Gut zehn Minuten vor Schluss prallte der 22-Jährige jedoch mit dem Knie von Karl-Anthony Towns zusammen und landete danach sehr unglücklich. Der Center blieb liegen und die Spurs foulten absichtlich, um das Spiel zu stoppen.
Laut Shams Charania (ESPN) handelt es sich aber nur um eine Überdehnung des Knies und auch Wemby selbst gab sich optimistisch. "Ich fühle mich gut und zuversichtlich", sagte der Franzose nach dem Spiel zu den Journalisten vor Ort. "Ich war kurz davor, wieder auf das Feld zurückzukehren, aber sie haben mich zurückgehalten. Es ist vermutlich nur eine Kleinigkeit."

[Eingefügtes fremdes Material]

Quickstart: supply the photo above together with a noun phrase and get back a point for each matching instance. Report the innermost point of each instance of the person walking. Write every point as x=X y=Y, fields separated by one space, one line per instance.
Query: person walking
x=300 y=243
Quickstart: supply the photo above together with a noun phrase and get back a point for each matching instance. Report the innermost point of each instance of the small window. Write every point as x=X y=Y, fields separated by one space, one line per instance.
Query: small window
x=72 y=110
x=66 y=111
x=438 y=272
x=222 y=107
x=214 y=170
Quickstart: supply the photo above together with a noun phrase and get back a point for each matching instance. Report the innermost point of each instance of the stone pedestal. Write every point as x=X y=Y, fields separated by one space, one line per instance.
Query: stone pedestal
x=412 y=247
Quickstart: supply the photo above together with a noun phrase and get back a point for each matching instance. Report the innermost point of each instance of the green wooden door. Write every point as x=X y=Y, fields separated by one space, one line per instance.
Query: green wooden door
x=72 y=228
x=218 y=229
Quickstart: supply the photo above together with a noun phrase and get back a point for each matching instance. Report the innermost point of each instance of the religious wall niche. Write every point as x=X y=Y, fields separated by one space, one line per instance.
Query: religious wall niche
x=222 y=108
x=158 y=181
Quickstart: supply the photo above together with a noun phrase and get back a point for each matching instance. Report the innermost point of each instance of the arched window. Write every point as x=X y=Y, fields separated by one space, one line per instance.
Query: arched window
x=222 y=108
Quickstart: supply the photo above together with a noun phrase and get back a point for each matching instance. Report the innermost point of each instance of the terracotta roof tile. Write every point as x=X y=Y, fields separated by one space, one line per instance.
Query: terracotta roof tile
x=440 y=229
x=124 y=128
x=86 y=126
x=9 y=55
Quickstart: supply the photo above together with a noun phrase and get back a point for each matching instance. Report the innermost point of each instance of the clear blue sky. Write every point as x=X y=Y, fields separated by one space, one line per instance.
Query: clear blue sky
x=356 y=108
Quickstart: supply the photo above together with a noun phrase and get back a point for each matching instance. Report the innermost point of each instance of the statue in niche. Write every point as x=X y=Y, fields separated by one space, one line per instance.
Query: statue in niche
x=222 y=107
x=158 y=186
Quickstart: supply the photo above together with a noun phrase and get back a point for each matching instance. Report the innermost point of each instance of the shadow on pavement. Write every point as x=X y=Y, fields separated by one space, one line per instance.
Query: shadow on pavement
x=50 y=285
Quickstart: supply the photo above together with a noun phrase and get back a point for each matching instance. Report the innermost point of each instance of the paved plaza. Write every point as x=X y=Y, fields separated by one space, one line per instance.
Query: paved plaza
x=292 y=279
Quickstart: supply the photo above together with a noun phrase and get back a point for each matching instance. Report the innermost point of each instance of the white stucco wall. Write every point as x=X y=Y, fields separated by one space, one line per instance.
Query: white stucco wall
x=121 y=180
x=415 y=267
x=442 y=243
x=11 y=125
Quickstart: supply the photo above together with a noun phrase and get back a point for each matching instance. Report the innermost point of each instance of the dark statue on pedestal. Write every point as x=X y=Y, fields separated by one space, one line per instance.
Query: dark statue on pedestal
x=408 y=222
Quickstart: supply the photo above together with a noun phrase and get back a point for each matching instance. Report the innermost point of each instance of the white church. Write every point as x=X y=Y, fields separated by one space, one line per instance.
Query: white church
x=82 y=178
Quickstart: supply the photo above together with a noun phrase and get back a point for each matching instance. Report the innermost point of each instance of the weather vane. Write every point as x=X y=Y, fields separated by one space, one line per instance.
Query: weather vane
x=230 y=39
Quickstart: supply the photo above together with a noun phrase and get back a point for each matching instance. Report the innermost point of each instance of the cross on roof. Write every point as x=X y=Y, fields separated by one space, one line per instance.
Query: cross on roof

Spurs drehen Spiel ohne Wemby
Letztlich benötigten die Spurs die Dienste des ehemaligen Top-Picks auch nicht. De’Aaron Fox erzielte im Schlussviertel 13 Punkte, dazu verwandelte Julian Champagnie vier Dreier und San Antonio bog die Partie noch um. Champagnie traf insgesamt elf Distanzwürfe und stellte damit einen neuen Franchise-Rekord für die Spurs auf.
Für Wembanyama war das Spiel gegen die Knicks dagegen erst der dritte Start seit seiner Wadenverletzung im November. Nach seinem Comeback kam der Franzose meist nur von der Bank. In 21 Einsätzen verbuchte Wemby durchschnittlich 24,3 Punkte, 11,7 Rebounds sowie 2,9 Blocks. Mit einer Bilanz von 24-9 belegen die Spurs weiter Rang zwei in der Western Conference.